Professional ratings
Review scores
| Source | Rating |
| AllMusic | link |
| Robert Christgau | C+ |

==Releases==
Songs to Learn & Sing was first released as an LP, a cassette and a CD by Korova in the United Kingdom, WEA in Germany and Sire Records in the United States on 15 November 1985. The album was also available as a limited edition picture disc and a limited edition album with a copy of the "Pictures on My Wall" single.

The album includes songs in chronological order taken from the band's four studio albums that had been released up to that point, as well as the previously unreleased "Bring On the Dancing Horses", slated for the John Hughes film Pretty in Pink (1986).
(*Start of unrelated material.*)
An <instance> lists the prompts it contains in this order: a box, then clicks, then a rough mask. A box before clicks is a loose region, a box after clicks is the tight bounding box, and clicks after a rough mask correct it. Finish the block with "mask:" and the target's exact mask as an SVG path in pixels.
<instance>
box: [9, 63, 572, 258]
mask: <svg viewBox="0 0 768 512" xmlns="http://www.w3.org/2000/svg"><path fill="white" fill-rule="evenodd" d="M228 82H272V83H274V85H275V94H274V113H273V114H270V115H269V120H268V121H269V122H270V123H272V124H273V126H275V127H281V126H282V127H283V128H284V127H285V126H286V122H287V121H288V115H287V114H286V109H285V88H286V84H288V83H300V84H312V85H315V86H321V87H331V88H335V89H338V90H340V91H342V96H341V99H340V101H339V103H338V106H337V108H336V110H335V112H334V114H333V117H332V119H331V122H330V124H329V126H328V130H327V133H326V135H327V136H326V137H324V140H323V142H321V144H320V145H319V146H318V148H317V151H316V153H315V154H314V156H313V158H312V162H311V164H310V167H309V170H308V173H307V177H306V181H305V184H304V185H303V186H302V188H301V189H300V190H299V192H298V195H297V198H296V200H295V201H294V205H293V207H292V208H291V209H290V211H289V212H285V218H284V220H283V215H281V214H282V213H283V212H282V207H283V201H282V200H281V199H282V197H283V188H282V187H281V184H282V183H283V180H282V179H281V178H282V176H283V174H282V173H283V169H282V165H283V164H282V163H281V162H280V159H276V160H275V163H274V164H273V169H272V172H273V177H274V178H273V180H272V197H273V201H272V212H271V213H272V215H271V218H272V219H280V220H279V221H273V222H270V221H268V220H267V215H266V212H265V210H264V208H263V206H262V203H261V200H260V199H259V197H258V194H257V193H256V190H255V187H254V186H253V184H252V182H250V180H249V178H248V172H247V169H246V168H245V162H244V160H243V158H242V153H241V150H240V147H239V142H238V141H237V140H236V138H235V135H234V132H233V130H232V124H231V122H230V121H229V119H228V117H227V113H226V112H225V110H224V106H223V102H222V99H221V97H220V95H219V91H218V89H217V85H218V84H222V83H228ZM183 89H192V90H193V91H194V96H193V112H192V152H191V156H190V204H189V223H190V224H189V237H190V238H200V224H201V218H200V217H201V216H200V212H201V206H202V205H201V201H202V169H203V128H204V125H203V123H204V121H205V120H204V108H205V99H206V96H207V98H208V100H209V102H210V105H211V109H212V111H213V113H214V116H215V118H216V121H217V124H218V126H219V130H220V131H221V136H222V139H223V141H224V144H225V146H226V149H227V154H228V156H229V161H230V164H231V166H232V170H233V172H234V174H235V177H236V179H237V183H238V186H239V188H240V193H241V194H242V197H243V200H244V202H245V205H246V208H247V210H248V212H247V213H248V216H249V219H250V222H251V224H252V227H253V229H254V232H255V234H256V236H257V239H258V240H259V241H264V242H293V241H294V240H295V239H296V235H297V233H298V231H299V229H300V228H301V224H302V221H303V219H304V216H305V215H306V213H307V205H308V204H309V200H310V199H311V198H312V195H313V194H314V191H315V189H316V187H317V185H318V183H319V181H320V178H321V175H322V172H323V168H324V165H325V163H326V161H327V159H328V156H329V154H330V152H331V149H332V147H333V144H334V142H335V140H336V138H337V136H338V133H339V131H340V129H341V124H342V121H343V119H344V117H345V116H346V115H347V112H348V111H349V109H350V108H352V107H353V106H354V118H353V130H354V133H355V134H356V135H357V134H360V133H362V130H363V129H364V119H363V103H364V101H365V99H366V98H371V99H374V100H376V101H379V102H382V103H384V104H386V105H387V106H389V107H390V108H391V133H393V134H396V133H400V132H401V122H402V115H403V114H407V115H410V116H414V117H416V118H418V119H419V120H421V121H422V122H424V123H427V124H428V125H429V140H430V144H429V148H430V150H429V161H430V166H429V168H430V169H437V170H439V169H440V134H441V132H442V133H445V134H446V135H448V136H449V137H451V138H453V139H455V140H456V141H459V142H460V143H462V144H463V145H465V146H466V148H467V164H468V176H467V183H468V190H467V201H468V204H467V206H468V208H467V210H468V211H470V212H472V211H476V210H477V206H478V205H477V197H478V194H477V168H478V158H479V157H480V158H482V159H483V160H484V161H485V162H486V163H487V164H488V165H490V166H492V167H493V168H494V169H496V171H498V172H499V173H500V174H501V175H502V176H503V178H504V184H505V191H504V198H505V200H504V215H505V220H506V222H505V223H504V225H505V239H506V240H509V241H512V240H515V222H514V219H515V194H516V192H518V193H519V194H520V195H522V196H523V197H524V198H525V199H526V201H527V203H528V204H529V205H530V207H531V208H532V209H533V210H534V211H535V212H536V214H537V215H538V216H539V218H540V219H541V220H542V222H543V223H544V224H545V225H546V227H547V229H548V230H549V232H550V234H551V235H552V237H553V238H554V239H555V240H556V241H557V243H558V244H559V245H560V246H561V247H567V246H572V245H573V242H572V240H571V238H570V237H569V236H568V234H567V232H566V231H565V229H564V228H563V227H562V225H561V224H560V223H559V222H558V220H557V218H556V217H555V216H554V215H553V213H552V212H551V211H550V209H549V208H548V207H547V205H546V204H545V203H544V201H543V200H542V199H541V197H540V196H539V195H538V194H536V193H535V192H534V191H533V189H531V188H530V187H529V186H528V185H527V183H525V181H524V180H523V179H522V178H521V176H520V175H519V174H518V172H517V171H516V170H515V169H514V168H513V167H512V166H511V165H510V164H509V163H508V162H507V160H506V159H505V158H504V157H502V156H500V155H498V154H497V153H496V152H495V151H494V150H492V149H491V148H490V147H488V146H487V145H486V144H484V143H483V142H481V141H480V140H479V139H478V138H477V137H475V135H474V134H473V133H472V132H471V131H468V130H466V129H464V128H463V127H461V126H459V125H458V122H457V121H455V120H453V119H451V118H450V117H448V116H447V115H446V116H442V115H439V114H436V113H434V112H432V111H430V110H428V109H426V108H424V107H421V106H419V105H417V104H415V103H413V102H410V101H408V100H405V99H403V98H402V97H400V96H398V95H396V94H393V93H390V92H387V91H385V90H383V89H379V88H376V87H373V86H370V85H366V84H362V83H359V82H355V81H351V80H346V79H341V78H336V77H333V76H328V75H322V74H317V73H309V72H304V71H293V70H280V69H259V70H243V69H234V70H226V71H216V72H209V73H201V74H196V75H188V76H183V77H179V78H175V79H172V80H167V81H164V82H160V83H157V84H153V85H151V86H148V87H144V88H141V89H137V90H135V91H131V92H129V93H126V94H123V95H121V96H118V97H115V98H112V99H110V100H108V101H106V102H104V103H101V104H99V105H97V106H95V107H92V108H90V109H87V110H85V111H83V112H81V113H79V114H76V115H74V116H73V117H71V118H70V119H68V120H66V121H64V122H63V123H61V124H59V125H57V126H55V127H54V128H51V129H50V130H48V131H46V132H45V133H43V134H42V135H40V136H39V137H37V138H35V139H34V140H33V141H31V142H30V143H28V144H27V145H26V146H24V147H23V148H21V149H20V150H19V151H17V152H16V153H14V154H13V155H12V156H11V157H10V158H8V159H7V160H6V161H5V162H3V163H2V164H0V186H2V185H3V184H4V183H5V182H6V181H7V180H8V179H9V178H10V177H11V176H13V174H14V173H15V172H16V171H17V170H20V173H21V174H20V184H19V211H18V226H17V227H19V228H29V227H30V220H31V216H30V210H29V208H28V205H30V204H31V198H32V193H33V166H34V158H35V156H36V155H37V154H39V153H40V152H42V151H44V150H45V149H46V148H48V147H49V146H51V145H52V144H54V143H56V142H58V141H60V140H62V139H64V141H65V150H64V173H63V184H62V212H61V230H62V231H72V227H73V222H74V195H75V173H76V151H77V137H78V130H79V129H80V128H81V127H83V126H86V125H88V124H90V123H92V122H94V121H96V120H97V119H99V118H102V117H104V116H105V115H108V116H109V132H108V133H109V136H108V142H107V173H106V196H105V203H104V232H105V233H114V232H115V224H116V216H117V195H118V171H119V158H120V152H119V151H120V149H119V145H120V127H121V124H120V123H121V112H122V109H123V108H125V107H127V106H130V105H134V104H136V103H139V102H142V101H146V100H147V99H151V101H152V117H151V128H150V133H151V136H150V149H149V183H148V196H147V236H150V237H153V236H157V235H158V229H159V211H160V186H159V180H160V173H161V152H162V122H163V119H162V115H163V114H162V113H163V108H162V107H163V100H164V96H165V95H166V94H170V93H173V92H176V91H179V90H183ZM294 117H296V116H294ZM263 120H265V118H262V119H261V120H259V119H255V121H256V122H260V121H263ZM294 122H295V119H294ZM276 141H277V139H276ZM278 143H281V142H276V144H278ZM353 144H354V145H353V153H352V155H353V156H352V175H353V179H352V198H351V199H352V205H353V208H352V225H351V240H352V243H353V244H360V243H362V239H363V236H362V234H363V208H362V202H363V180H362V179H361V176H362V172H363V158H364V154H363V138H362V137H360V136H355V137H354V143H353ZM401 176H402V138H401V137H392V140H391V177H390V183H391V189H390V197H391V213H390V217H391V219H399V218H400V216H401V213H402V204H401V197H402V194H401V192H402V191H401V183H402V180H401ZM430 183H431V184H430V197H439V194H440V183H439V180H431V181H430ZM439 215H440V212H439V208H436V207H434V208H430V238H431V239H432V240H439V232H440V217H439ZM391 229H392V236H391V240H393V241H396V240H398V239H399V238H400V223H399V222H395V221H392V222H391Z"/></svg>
It also includes the non-album singles "The Puppet" and "Never Stop". "Bring On the Dancing Horses" was released as a single on 14 November 1985. It reached number 21 on the UK singles chart and number 15 on the Irish Singles Chart.

==Reception==
MacKenzie Wilson of AllMusic rated Songs to Learn & Sing four and a half stars out of five and described it as "a solid and comprehensive collection of the band's material". The album reached number 6 on the UK Albums Chart and number 158 on the US Billboard 200. In 1993, it was featured in Rock Compact Disc magazine's list of 45 classic "British Indie Guitar Rock" albums.

==Track listing==
All words by Ian McCulloch. All music composed by McCulloch, Will Sergeant, Les Pattinson and Pete de Freitas.

Side one
| No. | Title | Original release | Length |
|---|---|---|---|
| 1. | "Rescue" | Crocodiles (1980) | 3:46 |
| 2. | "The Puppet" | Non-album single (1980) | 3:05 |
| 3. | "Do It Clean" | Crocodiles (US version) | 2:43 |
| 4. | "A Promise" | Heaven Up Here (1981) | 3:40 |
| 5. | "The Back of Love" | Porcupine (1983) | 3:13 |
| 6. | "The Cutter" | Porcupine | 3:55 |

Side two
| No. | Title | Original release | Length |
|---|---|---|---|
| 1. | "Never Stop" | Non-album single (1983) | 3:29 |
| 2. | "The Killing Moon" | Ocean Rain (1984) | 5:46 |
| 3. | "Silver" | Ocean Rain | 3:17 |
| 4. | "Seven Seas" | Ocean Rain | 3:19 |
| 5. | "Bring On the Dancing Horses" | Previously unreleased | 3:56 |

==Personnel==
Echo & the Bunnymen
- Will Sergeant – guitar
- Ian McCulloch – vocals
- Les Pattinson – basses
- Pete de Freitas – drums
- The Bunnymen – all other instruments

Technical
- Ian Broudie – producer ("Rescue", "The Back of Love", "The Cutter")
- The Chameleons (David Balfe and Bill Drummond) – producers ("The Puppet", "Do It Clean")
- Hugh Jones – producer ("A Promise", "Never Stop")
- The Bunnymen – producers ("The Killing Moon", "Silver", "Seven Seas"); associate producers ("A Promise", "Never Stop")
- David Lord – engineer ("The Killing Moon")
- Laurie Latham – producer ("Bring On the Dancing Horses")
- Anton Corbijn – photography
- X=X – design

==Release history==

| Region | Date | Label | Format | Catalogue number |
| United Kingdom | 11 November 1985 | Korova | LP | KODE 13 |
| LP picture disc | KODE 13P |
| Cassette | CODE 13 |
| Germany | 15 November 1985 | WEA | LP | 240,767-1 |
| CD | 2292-40767-2 |
| United States | 15 November 1985 | Sire Records | LP | 1-25360 |
| CD | 25360-2 |

==Charts==

| Chart (1985–1986) | Peak position |
|---|---|
| Australian Albums (Kent Music Report) | 57 |
| New Zealand Albums (RMNZ) | 25 |
| UK Albums (Official Charts) | 6 |
| US Billboard 200 | 158 |

| Chart (2022–2025) | Peak position |
|---|---|
| Croatian International Albums (HDU) | 14 |
| Scottish Albums (Official Charts) | 10 |

==Certifications==

| Region | Certification | Certified units/sales |
| United Kingdom (BPI) | Gold | 100,000^{^} |
^{^} Shipments figures based on certification alone.